Women today suffer from a low self-image and poor self esteem. The reason for this has a lot to do with the messages women receive from media and how women are still portrayed as sex objects.
The key to self esteem is to accept yourself and not try to be someone or something you are not. We need to re-frame what it means to be a goddess.
Anna Agnes Bruckner talked recently about her upcoming role playing Anna Nicole Smith in the Lifetime Original Movie, “Anna Nicole.” I appreciated the research she did into Anna Nicole’s life which was certainly a rags to riches story, but this one did not have a happy ending.
I guess the question I have is why would a woman like Anna Nicole be considered an icon?

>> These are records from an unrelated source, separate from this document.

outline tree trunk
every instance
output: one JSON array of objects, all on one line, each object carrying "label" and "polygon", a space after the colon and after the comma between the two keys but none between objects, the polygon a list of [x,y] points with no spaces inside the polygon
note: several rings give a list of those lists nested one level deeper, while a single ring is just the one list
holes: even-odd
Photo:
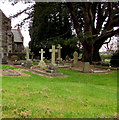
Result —
[{"label": "tree trunk", "polygon": [[99,50],[94,50],[92,61],[93,62],[100,62],[101,61]]},{"label": "tree trunk", "polygon": [[85,42],[83,44],[82,61],[92,63],[92,58],[93,58],[93,45],[92,44],[87,44]]}]

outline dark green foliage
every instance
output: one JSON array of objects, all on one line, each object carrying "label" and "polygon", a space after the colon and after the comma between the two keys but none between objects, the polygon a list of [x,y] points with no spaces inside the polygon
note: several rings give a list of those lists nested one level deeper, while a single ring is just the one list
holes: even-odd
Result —
[{"label": "dark green foliage", "polygon": [[113,54],[110,63],[111,66],[119,67],[119,51]]}]

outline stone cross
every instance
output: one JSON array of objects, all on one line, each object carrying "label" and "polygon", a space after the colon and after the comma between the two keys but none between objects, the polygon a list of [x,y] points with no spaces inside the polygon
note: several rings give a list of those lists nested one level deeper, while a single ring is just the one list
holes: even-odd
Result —
[{"label": "stone cross", "polygon": [[78,67],[79,64],[78,64],[78,53],[75,51],[74,54],[73,54],[73,67]]},{"label": "stone cross", "polygon": [[57,58],[57,59],[58,59],[59,61],[61,61],[61,60],[62,60],[62,58],[61,58],[61,49],[62,49],[62,47],[61,47],[60,44],[58,44],[57,49],[58,49],[58,58]]},{"label": "stone cross", "polygon": [[41,51],[39,51],[39,53],[41,53],[41,61],[43,61],[43,53],[45,53],[45,51],[43,51],[43,49],[41,49]]},{"label": "stone cross", "polygon": [[52,49],[49,49],[49,52],[52,52],[52,64],[55,65],[55,53],[57,52],[55,45],[52,45]]},{"label": "stone cross", "polygon": [[32,61],[33,61],[33,57],[34,57],[34,53],[33,53],[33,52],[31,53],[31,56],[32,56],[31,59],[32,59]]},{"label": "stone cross", "polygon": [[39,62],[39,66],[41,68],[45,68],[47,66],[46,63],[43,61],[43,53],[45,53],[45,51],[43,51],[43,49],[41,49],[41,51],[39,51],[39,53],[41,53],[41,60]]},{"label": "stone cross", "polygon": [[29,49],[29,47],[26,47],[26,60],[30,60],[29,59],[29,53],[30,53],[31,49]]}]

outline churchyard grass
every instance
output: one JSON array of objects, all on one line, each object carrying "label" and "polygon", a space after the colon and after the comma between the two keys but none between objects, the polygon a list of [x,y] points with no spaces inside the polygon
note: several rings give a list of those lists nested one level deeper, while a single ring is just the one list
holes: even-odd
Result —
[{"label": "churchyard grass", "polygon": [[68,77],[2,77],[4,118],[113,118],[117,112],[117,73]]}]

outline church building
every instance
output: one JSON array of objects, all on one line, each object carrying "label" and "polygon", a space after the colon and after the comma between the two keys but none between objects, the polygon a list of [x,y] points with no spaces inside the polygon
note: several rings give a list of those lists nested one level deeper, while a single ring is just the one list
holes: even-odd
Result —
[{"label": "church building", "polygon": [[8,58],[24,51],[23,36],[20,29],[11,29],[11,19],[0,9],[0,60],[7,63]]}]

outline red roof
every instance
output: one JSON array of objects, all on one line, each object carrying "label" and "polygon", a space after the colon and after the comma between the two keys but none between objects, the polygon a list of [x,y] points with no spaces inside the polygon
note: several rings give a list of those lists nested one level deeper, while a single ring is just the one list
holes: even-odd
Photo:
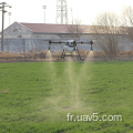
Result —
[{"label": "red roof", "polygon": [[[48,24],[48,23],[20,23],[33,32],[39,33],[71,33],[70,24]],[[83,33],[92,33],[91,25],[80,25],[84,29]]]}]

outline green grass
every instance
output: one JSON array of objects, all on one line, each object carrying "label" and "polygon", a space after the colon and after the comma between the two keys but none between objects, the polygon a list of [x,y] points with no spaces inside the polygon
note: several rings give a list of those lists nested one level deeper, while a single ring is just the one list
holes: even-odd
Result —
[{"label": "green grass", "polygon": [[[0,133],[132,133],[133,62],[0,64]],[[122,115],[72,121],[66,114]]]}]

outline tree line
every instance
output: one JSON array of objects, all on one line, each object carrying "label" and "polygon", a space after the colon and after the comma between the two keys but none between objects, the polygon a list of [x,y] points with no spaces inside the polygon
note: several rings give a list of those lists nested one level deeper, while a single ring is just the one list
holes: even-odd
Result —
[{"label": "tree line", "polygon": [[[85,30],[78,20],[75,24],[69,25],[68,29],[76,38],[80,38]],[[121,51],[119,47],[120,35],[133,42],[133,8],[125,8],[121,17],[114,12],[100,13],[95,18],[91,31],[96,34],[95,39],[106,55],[117,55]],[[131,47],[133,48],[133,45]]]}]

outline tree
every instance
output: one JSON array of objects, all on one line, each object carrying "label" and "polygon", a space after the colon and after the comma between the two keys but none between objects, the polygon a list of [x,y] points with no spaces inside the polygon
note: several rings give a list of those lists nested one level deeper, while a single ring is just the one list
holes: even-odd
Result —
[{"label": "tree", "polygon": [[133,8],[127,7],[123,10],[122,31],[131,41],[133,41]]},{"label": "tree", "polygon": [[80,39],[84,30],[85,28],[81,25],[81,21],[78,19],[75,20],[75,24],[68,25],[68,32],[72,34],[71,37],[76,38],[76,39]]},{"label": "tree", "polygon": [[98,34],[98,43],[108,55],[116,55],[119,52],[117,34],[120,33],[117,17],[111,12],[100,14],[92,27]]}]

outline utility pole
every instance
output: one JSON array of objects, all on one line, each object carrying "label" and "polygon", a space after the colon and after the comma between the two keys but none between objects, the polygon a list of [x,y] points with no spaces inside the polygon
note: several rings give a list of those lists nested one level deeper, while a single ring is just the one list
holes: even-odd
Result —
[{"label": "utility pole", "polygon": [[68,24],[66,0],[57,0],[57,23]]},{"label": "utility pole", "polygon": [[1,52],[3,52],[3,29],[4,29],[4,13],[7,12],[4,10],[6,7],[11,8],[11,6],[8,6],[6,2],[0,3],[0,11],[2,11],[2,31],[1,31]]},{"label": "utility pole", "polygon": [[44,9],[44,23],[45,23],[45,9],[47,9],[47,6],[42,6],[42,8]]},{"label": "utility pole", "polygon": [[72,24],[73,24],[73,13],[72,13],[72,8],[71,8],[71,16],[72,16]]},{"label": "utility pole", "polygon": [[11,12],[9,12],[9,25],[10,25],[10,19],[11,19],[10,17],[11,17]]}]

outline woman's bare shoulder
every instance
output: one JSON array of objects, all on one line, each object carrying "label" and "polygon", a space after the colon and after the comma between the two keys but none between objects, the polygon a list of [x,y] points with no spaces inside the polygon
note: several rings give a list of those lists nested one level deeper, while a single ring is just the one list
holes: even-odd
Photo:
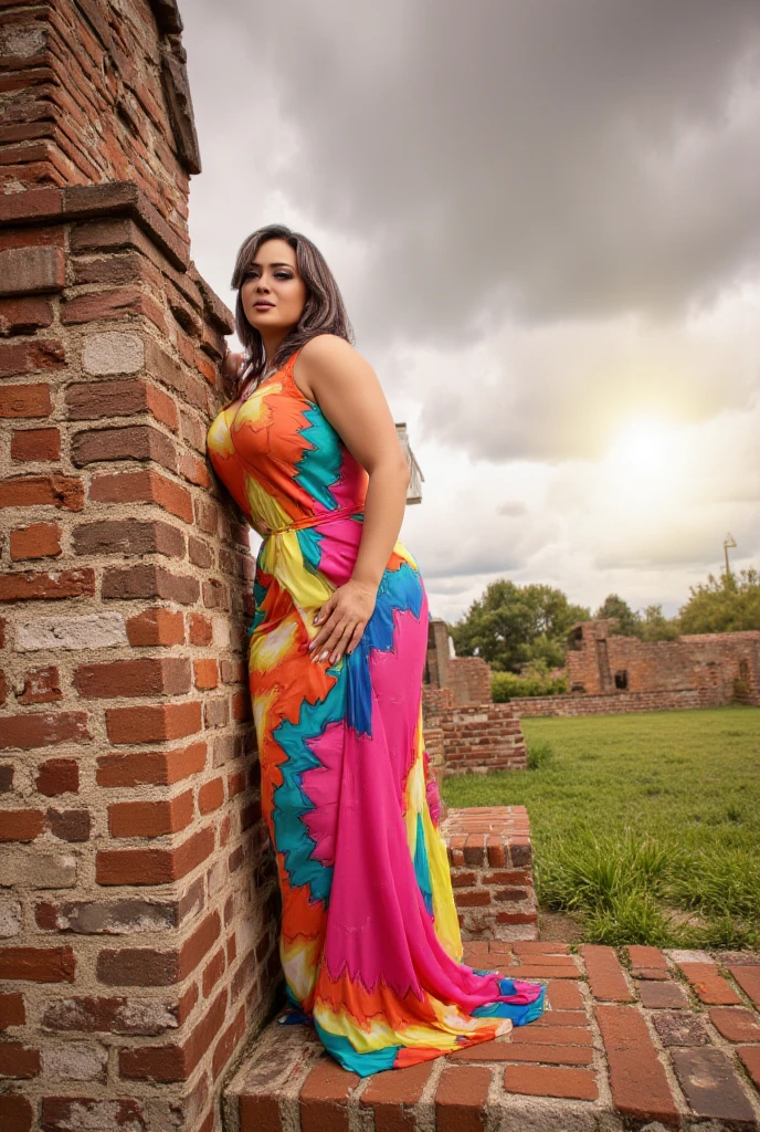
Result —
[{"label": "woman's bare shoulder", "polygon": [[303,358],[309,366],[321,367],[325,363],[356,359],[361,354],[352,346],[351,342],[342,338],[338,334],[316,334],[313,338],[304,342],[299,357]]}]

One of the questions Agnes asked herself was “how do you play someone so distinctive, so famous, and as one-of-a-kind as Anna Nicole Smith?”
She claims she had an amazing life. Despite coming from a small town in Texas and never having a good relationship with her mother, having a child and getting married at 18, becoming a stripper… I suppose what was noble is that she seemed to rise above it. But did she really?
Smith dropped out of high school and married Harold Marshal, an oil tycoon who was sixty two years older. I mean give me a break. Her claim to fame was gaining notoriety in Playboy ending up Playmate of the Year in 1993. A year later she appeared on the cover of New York magazine in an issue they did called White Trash Nation.
Apparently it was her goal to be the next Marilyn Monroe and sadly she Smith died on February 8, 2007 in a hotel room in Florida as a result of an overdose of prescription drugs… painkillers I believe.
Well what do you think was she white trash or iconic legend? Both labels miss the point and the question I have is why anyone would want to make a movie about her life? It does not fit the profile of an archetypal story which usually grants the movie success with the audience.
What is an archetypal story you may be wondering? As a screenwriter, story consultant and coach who uses the power of story for self-transformation I can tell you it is timeless… one to which we all universally respond. Here is the formula. First off we as an audience have to like and relate to character so we can experience the character vicariously.
Most importantly, at the end of the movie, the character has to arc or grow. There is usually a lesson learned whereby the character does not always get what they want but perhaps what they need.
Unless you rewrite the life of Anna Nicole Smith, I am not hopeful this will be a successful movie. The more important question we have to ask is why would we think of her as an icon?Anna Nicole Smith was not Venus. The archetype of Venus was powerful and not beholden to any man.
Perhaps this sheds some light on why so many women struggle with their self- image. In my practice, coaching mostly women for over ten years I found they struggle with an unattainable image that is culturally imposed.
We all want to be loved for who we are not what the culture puts out there as a so-called icon and does not fit the bill of heroine. That’s what we need more of today… more stories about women who are real heroines.